About confidence thresholds for advanced AI agents

Add-on

AI agents - Advanced

This article applies only to expression-based AI agents.

The confidence determines how certain the AI agent is that the expression received matches to an Intent.

You can see this in your Conversation Logs when you click on any message as to what it was recognized as and the percentage of confidence it had that it was that Intent.

You have the possibility to choose what you would like the confidence threshold to be - how sure does the AI agent need to be in order to send an Intent reply?

We set the confidence threshold for the AI agent to 60, and we find that most of our users have the threshold set somewhere between 50% and 70% as the sweet spot that provides the most value when training the AI agent. But you might be asking yourself... How do you know what is the best confidence threshold for you?
In order to decide this, you need to know what happens when you lower or higher the threshold. What happens when the AI agent receives an expression on either side of the threshold?

In this article we will cover:

Setting the Confidence Threshold
Confidence Scenarios
Considerations

Setting the Confidence Threshold

In the Beginning

One approach we can recommend is that at the beginning, start with a higher confidence threshold, once you feel confident in your Intent Replies, you have added more expressions and training to your AI agent, and have factored in the feedback from your users, you can experiment by lowering it and see if it impacts other metrics.

Setting the Confidence Threshold

The confidence threshold of your AI agent can be found in Settings > General > Confidence Threshold

Note - based on the confidence of an expression, you can send different replies using conditional blocks with the confidence_score parameter.

Confidence Scenarios

When a message comes in the AI kicks into gear and will compare the content of the message against all of the Intents you have created and its understanding of them, to see whether it can find a match. Based on this analysis it will do some quick maths to determine what level of confidence it feels it belongs to one of those Intents, as to how closely it matches this representation the AI has built. Thresholds are from 0-100 and if you have the confidence threshold at the default of 60, everything at 60 and above will trigger the Intent it was matched to along with it's subsequent actions and replies.

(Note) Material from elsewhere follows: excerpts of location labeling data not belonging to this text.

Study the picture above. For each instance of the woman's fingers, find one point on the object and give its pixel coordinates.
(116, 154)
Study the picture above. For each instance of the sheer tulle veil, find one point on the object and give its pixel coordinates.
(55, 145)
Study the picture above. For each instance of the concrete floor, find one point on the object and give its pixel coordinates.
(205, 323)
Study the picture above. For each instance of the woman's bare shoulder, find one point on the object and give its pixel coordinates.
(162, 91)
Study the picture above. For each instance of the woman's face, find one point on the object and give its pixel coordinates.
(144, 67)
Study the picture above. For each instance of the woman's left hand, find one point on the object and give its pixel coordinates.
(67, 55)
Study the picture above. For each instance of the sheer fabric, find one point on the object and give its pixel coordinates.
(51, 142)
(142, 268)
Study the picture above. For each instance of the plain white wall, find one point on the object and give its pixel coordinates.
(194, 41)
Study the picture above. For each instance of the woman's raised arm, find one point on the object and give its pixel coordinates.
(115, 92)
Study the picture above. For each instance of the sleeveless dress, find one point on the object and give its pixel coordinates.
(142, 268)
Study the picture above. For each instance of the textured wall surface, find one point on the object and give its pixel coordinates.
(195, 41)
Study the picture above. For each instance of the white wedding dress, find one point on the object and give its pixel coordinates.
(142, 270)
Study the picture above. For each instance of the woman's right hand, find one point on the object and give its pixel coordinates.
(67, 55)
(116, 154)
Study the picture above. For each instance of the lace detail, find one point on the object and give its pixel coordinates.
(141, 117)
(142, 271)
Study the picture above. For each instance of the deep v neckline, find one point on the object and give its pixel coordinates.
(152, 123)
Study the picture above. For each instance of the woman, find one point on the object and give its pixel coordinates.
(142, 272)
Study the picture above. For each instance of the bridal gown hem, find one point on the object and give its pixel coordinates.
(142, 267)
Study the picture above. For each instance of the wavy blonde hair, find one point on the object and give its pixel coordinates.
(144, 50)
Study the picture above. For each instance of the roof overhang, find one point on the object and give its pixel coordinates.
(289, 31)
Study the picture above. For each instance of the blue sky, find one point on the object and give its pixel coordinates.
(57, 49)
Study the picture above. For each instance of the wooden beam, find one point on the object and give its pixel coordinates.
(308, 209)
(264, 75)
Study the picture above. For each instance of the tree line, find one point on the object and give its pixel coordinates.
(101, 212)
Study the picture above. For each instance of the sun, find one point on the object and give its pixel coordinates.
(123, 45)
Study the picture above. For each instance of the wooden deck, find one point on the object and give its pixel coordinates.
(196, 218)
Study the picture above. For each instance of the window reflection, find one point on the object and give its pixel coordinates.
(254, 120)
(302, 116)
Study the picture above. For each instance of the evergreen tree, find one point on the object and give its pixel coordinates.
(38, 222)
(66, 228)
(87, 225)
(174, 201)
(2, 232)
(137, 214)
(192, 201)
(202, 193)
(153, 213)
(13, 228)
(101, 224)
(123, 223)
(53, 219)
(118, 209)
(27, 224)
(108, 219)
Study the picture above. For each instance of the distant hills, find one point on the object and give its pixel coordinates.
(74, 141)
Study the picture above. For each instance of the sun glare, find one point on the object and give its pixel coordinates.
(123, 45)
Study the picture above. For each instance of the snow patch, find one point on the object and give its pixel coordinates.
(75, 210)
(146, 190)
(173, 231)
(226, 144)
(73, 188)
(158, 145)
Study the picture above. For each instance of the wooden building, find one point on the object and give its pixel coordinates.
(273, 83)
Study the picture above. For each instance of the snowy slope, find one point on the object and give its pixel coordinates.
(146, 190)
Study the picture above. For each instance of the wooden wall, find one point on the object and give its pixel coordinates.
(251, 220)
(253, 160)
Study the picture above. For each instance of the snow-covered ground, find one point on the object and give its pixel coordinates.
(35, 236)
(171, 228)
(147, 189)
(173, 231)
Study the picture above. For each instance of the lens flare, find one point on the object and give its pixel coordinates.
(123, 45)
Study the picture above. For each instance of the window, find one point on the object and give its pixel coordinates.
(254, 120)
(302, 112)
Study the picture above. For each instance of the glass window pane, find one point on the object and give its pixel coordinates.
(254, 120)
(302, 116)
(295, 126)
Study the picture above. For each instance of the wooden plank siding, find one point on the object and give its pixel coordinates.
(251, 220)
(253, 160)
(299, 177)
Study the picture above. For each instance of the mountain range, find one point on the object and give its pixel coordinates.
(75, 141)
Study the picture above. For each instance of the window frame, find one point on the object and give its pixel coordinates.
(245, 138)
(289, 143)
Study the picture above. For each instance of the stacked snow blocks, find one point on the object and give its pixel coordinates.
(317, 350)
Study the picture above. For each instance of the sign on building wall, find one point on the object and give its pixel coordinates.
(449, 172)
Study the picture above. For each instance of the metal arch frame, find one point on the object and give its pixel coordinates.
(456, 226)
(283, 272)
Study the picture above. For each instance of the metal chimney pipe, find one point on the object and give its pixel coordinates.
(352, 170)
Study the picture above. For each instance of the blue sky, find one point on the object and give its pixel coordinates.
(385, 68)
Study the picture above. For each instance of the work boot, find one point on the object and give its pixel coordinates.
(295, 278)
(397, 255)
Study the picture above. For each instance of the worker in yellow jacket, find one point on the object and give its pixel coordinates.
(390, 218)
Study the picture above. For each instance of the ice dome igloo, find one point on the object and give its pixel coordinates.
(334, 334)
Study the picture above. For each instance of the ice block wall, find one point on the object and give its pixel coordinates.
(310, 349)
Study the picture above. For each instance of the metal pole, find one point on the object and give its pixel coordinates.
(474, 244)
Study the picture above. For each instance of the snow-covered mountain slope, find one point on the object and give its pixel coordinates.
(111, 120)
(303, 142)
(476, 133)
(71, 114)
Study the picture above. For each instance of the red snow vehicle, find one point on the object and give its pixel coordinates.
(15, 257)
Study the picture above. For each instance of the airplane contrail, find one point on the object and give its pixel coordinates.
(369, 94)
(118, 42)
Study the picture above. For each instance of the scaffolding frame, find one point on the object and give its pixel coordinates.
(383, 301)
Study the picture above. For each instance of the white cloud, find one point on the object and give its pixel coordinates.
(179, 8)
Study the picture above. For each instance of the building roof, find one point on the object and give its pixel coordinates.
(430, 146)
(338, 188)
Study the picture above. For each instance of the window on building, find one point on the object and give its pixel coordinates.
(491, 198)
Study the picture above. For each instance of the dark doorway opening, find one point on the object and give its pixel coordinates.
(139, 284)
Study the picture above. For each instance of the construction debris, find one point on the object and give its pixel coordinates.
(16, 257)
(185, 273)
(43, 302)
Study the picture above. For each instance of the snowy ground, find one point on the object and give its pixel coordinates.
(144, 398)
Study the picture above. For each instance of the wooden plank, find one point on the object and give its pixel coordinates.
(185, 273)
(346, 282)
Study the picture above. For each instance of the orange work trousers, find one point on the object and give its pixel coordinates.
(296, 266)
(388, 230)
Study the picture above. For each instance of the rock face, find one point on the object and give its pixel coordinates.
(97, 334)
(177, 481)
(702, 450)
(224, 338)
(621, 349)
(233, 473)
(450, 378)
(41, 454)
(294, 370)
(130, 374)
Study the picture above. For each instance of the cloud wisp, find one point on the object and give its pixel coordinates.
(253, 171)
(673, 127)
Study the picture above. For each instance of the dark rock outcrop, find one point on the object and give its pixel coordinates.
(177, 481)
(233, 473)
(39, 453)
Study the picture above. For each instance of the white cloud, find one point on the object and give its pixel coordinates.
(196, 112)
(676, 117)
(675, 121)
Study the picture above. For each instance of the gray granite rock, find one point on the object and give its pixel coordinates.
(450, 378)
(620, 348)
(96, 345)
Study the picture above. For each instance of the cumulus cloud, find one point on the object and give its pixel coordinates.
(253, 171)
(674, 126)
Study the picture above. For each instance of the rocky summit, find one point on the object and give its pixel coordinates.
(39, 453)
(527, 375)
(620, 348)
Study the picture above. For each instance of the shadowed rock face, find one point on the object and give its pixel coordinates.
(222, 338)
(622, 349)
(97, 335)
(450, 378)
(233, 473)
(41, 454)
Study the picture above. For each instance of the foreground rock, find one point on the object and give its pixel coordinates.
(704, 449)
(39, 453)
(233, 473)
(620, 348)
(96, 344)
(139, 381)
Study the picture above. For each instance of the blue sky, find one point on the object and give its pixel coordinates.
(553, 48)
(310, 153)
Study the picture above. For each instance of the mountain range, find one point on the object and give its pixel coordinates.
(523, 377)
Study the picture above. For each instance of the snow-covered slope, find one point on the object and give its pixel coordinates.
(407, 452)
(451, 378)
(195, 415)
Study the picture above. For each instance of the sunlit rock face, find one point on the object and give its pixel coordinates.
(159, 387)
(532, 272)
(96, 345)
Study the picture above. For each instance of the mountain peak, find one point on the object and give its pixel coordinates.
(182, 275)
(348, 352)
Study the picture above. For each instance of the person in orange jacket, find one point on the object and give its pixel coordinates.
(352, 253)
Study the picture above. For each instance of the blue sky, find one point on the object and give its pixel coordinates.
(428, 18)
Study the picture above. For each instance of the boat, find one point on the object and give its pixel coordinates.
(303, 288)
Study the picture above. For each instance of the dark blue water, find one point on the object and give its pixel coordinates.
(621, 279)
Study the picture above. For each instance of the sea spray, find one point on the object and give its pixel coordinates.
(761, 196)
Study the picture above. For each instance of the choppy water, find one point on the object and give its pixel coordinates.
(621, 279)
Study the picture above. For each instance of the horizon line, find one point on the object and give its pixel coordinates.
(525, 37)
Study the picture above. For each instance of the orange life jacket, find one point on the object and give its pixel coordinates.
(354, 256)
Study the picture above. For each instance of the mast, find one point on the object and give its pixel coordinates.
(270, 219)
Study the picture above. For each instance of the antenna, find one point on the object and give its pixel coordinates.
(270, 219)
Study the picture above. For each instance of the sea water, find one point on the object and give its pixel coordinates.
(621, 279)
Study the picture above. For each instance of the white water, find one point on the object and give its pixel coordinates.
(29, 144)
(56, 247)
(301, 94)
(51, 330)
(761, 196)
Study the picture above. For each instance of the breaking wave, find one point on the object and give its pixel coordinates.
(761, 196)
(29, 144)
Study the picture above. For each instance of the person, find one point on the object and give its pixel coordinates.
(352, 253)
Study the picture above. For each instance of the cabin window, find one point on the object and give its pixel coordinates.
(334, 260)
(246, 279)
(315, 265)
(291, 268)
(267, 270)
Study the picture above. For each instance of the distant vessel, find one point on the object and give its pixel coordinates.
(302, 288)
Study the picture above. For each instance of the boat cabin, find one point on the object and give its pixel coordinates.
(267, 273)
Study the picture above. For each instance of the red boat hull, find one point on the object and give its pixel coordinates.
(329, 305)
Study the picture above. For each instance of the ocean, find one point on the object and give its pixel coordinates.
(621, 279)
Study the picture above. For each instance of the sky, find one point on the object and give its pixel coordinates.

If it is above the threshold, that Intent is triggered which could be correct or incorrect - the lower you make the threshold, there is a higher likelihood that a wrong intent is triggered.
If it is below the threshold a Default Reply will be sent.
For ticket automation, if it's below the threshold - no reply is sent unless you have configured it otherwise.
For chat automation it could be that then the customer is escalated, depending on how you have designed your default reply.

The higher the confidence threshold, the more accurate the AI agent would be, but then more default replies would be sent. Therefore you need to consider 5 things:

The benefits you are looking to achieve with the AI agent?
What does the AI agent being wrong cost you as a business and your customers?
What does the AI agent sending the Default Reply cost you as a business and your customers?
What does doing nothing or escalating cost you as a business and your customers?
The Conversation Design on your Default Reply

Considerations

To determine the confidence threshold, you can run a full analysis, however, if you are looking for how to you can do this in a simple way we can ask you an either-or question.

In 100 messages, which is better?
50 potentially incorrect answers + 50 correct answers	100 Default Replies / No action taken
40 potentially incorrect answers + 60 correct answers	100 Default Replies / No action taken
30 potentially incorrect answers + 70 correct answers	100 Default Replies / No action taken
20 potentially incorrect answers + 80 correct answers	100 Default Replies / No action taken

Now, the answer will depend on how you have built your Intent Replies.

Are the conversations designed flexibly?

Do they have the option, especially on similar intents such as Return Process vs Refund Inquiry? They share a lot of common words around returns, so the likelihood for confusion is higher, but if on the first message you can get them back on track the wrong intent being triggered has a lower negative impact.

How good is the training?

Do you have a lot of confusion between Intents? By analyzing the Confusion Matrix you can try to reduce confusion which will impact the confidence positively.